Tuesday of Week 16 of Ordinary Time – First Reading


Commentary on Micah 7:14-15,18-20

Today’s final selection from Micah consists of a lovely prayer from a people aware of their great needs which only God can remedy. The prophet begs God to lead his people to richer pastures, for the people of Israel are his very inheritance:

Shepherd your people with your staff,
the flock that belongs to you…

Right now, they live:

…alone in a forest
in the midst of a garden land…

The prophet says they are living isolated in a land that is unproductive—in the sense that they are living in a situation of desolation and hardship after their return to Jerusalem from their exile in Babylon.

They now long for the days when they could pasture in:

…Bashan and Gilead….As in the days
when you came out of the land of Egypt,
show us marvelous things.

This was a time when they were the witnesses to all God’s wonders on their behalf. And as in the days after they left Egypt, they long for more wonderful signs of Yahweh’s love and power.

The prophet then appeals to God’s very nature to come to their aid:

Who is a God like you, pardoning iniquity
and passing over the transgression
of the remnant of his possession?

This prayer is a kind of psalm of which similar examples occur in the prophetic writings. He is not the kind of god that others believe in, a god who instils terror and fear. This God takes faults away and pardons crime. This God is not vindictive, who does not cherish anger forever, but delights in showing mercy and compassion.

Micah begs his God to have pity on his people in spite of all that they have done:

…tread our iniquities under foot.
You will cast all our sins
into the depths of the sea.

He appeals to God to remember and to implement the covenants of old that were made with Abraham and Jacob, covenants of faithfulness and mercy.

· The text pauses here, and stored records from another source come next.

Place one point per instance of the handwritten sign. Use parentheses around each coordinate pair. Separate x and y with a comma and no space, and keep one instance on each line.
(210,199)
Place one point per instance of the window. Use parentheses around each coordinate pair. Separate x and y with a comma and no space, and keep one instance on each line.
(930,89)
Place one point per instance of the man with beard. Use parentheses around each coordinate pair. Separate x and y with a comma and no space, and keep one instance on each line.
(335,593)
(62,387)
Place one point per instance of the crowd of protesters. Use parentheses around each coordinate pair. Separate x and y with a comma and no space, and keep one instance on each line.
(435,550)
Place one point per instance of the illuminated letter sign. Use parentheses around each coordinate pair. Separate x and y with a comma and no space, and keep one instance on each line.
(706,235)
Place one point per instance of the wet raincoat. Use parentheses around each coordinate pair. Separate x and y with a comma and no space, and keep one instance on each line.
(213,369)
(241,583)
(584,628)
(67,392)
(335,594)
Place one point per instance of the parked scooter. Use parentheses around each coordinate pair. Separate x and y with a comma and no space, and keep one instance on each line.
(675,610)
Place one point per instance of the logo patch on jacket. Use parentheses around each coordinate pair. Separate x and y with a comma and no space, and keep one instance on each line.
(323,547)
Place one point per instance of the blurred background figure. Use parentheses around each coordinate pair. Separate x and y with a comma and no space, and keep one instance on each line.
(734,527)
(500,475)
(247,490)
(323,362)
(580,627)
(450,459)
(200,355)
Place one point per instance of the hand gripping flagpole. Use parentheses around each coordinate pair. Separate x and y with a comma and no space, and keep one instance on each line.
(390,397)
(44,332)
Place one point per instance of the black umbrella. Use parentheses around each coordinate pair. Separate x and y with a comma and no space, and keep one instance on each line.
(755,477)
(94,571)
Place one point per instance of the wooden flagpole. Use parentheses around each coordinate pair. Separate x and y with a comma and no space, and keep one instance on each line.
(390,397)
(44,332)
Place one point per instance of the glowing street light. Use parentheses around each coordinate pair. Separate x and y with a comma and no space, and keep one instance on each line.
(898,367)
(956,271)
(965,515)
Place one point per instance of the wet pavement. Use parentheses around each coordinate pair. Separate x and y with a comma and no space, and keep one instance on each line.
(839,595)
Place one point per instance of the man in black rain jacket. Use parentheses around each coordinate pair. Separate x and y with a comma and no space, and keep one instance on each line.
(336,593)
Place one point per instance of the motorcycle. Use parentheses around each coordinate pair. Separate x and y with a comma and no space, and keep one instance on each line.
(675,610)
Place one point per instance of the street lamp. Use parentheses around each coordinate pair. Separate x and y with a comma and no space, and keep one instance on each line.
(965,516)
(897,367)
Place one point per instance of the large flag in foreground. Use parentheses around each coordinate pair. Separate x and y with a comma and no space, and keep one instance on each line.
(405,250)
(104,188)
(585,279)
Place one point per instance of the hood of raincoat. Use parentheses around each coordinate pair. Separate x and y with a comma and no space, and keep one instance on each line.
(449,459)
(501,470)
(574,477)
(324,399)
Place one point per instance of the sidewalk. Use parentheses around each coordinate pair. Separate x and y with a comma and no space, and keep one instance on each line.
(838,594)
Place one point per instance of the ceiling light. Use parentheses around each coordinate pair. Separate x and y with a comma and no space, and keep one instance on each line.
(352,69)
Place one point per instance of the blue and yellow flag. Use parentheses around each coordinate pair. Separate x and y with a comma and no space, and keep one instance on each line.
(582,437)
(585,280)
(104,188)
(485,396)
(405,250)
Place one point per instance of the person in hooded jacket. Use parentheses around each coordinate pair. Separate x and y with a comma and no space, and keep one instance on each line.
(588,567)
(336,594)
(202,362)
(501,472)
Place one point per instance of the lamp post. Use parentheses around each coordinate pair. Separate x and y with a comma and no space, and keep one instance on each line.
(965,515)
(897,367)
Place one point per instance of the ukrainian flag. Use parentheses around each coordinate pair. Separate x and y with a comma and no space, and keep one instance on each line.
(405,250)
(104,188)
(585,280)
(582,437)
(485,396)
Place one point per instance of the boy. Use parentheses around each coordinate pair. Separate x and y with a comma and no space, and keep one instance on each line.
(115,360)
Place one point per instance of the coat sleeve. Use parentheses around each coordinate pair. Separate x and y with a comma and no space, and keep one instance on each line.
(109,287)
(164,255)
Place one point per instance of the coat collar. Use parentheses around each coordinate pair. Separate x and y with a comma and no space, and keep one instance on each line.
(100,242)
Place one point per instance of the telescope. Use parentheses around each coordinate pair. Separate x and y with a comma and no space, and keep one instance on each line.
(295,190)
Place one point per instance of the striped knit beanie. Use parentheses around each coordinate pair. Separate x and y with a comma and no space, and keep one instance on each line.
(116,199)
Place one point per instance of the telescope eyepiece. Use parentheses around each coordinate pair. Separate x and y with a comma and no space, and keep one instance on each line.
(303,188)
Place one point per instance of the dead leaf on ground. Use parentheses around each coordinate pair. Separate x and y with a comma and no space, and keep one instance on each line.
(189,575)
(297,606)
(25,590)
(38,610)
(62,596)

Perhaps we, too, feel now (or have felt at other times) that our lives were being lived in a kind of desert. We ask God to lead us to richer pastures where we can experience joy and peace. As well, we should also know that we have a God beyond compare, made known to us through the life and death of Jesus. Through Jesus, he has given us a new life in a new covenant. As did the people of Micah’s time, we also beg our God to wipe out all our sins and help us to turn totally to him in love and fidelity.